Continuum
- Continuum cover; illustrated by Mike Kaluta.
- Designers: Chris Adams, Dave Fooden, Barbara Manui
- Illustrators: Mike Kaluta
- Publishers: Aetherco, Dreamcatcher
- Publication: 1999
- Years active: 1999 to present (limited publisher activity)
- Genres: Time travel
- Players: 2+
- Chance: Dice rolling
- Website: Official website

= Continuum (role-playing game) =

Science fiction tabletop role-playing game about time travel

Continuum: Roleplaying in the Yet (stylized as C°ntinuum: roleplaying in The Yet) is a science fiction role-playing game about time travel created by Chris Adams, Dave Fooden and Barbara Manui and published by Aetherco/Dreamcatcher. The Continuum also refers to a collective group of time travelers as a whole and the society they inhabit in the game.

==Setting==
Unlike other time travel games (and fiction), which usually depict time travelers as either lone explorers or as an all-powerful "time police", Continuum assumes that time travelers (spanners) would eventually evolve their own society, with its own laws, rules, slang, groups, art movements, and the like. Time travel would color such a civilization in the same way that any other major technology (such as television or the automobile) has changed the human race. Continuum states that the core question of the game is "If you could learn to span time at will . . . what form of civilization would you be entering?"

The Continuum, the main spanner civilization, extends through the whole of human history (and beyond, although the post-Human society of the enigmatic "Inheritors" borders on both sides). A primary focus of this civilization is to increase the knowledge and acceptance of time travel by the human race, so that when time travel is discovered and announced (approx. 2222 AD), humans will be ready for it, and moving into the next step in their evolution (becoming Inheritors). Another focus of the Continuum is the complete documentation of history.

The Continuum civilization also has "time criminals", called "Narcissists", so called because they seek to remake history in their own image. (In the late 1990s the publisher announced they would be releasing a version of the Continuum book with the background material retold from the Narcissist standpoint. Over two decades later, it has not been released, but a pre-release edition circulated in 1999 and 2000.) The Continuum has members trained to "repair" damage caused to the course of history by the Narcissists.

The game's solution to the issue of time travel paradox is the concept of frag. The universe does not tolerate paradox caused by time travelers, nor are parallel worlds created by paradox. Instead the universe begins to "erase" those for whom the paradox exists. (The frag concept appears to be based partly on the ideas in Alfred Bester's "The Men Who Murdered Mohammed".) Too much association with paradoxes (too much frag) and time travelers become something not quite real anymore. Frag can also be generated on purpose, a tactic in "time combat". The Continuum society is partially built upon the repair of paradoxes that affect its members.

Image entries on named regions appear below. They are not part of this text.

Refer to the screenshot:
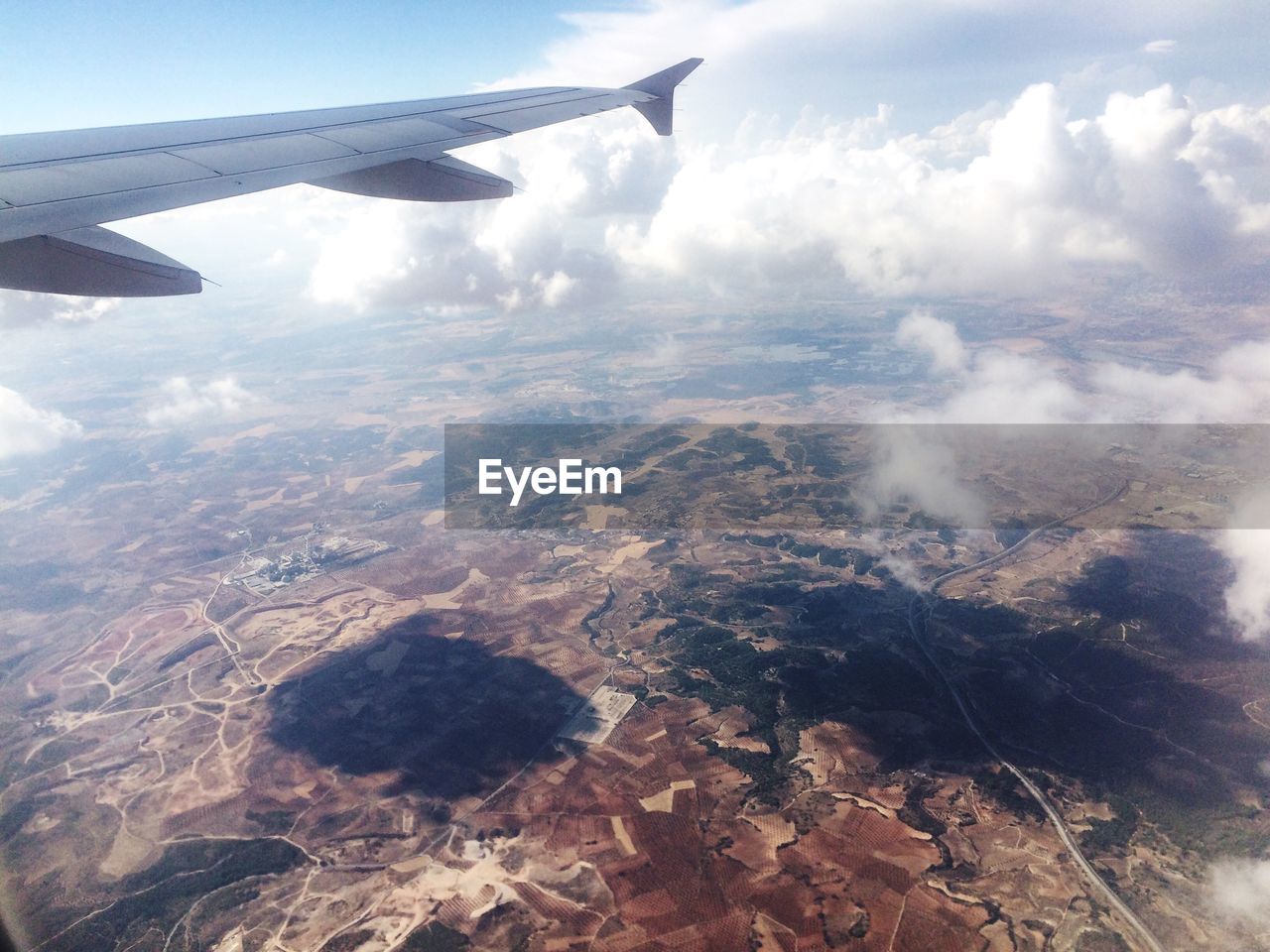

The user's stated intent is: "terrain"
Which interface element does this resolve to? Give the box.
[0,294,1270,952]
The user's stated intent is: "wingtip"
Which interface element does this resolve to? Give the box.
[622,56,704,99]
[622,56,704,136]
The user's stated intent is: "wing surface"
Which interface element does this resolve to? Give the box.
[0,60,701,296]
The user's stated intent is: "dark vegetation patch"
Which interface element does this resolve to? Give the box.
[24,838,305,952]
[269,615,580,798]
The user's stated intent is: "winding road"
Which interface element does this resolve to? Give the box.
[908,484,1165,952]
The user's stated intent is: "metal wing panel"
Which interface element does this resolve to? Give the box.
[0,86,566,168]
[169,133,359,176]
[0,60,699,294]
[0,153,214,205]
[321,115,474,153]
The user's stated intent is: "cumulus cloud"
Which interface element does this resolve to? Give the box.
[895,309,966,372]
[0,291,119,327]
[616,83,1270,295]
[1216,493,1270,641]
[884,311,1270,424]
[146,377,255,426]
[312,77,1270,309]
[1209,858,1270,930]
[0,387,82,459]
[309,114,677,311]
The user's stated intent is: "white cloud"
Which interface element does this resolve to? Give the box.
[616,83,1270,296]
[0,387,82,459]
[1216,493,1270,641]
[300,75,1270,309]
[1209,858,1270,929]
[0,291,119,327]
[145,377,255,426]
[895,309,966,372]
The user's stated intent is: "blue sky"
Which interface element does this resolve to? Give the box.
[0,0,581,132]
[0,0,1270,132]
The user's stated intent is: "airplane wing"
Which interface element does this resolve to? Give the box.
[0,60,701,298]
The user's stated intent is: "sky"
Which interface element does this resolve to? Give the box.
[0,0,1270,915]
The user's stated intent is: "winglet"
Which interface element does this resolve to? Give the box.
[622,59,703,136]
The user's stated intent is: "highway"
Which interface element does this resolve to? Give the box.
[908,485,1165,952]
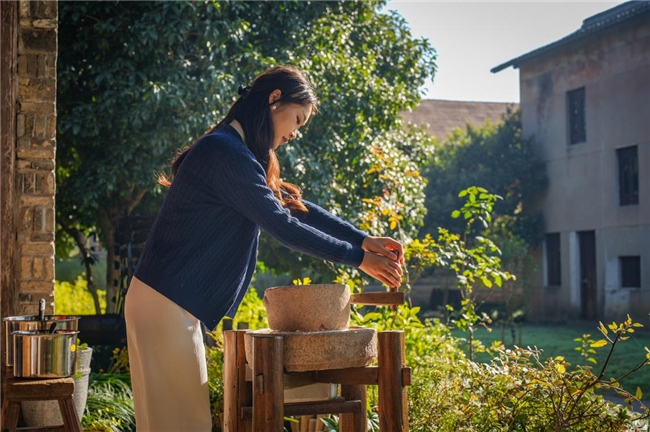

To explain frag by example, using the Grandfather paradox, a Narcissist might decide to travel back in time and kill his grandfather. If he "succeeded", he would return to his own time to find his grandfather alive. (The Continuum would step in to "repair" the murder.) The Narcissist would then begin to fade out of existence due to the conflict between his own memories and "actual" history. He has been "fragged".

The game also has immersion techniques to bring players "into the game". Most of the book claims to be, and is written as, an anachronistic artifact of spanner culture, aimed at increasing public awareness of time travel to further the Continuum's ends, and to prepare for the public announcement of time-travel. For example, players are required to quote the Maxims of the Continuum before advancing to the next level, and track their time travel, in exactly the manner their characters in the game do. Artwork in the books is also credited to spanners and often depicts the particular aspects of spanner culture.

== Sourcebooks ==
- Manui, Barbara (1999). "Continuum: Roleplaying in the Yet"
  - The main rulebook required for play.
- Manui, Barbara (2000). "Further Information: A Gamemaster's Treasury of Time"
  - A resource book detailing various civilizations lost to "mainstream" history, but well known to spanners.
- A third book, titled Nªrcissist: Crash Free, was announced in the late 1990s. It has not yet been released, but the v0.5 and v0.7 playtest drafts of the work are available online. However, one of Continuum's writers has stated that the playtest is considerably different from the "current", as yet unpublished version of the rules.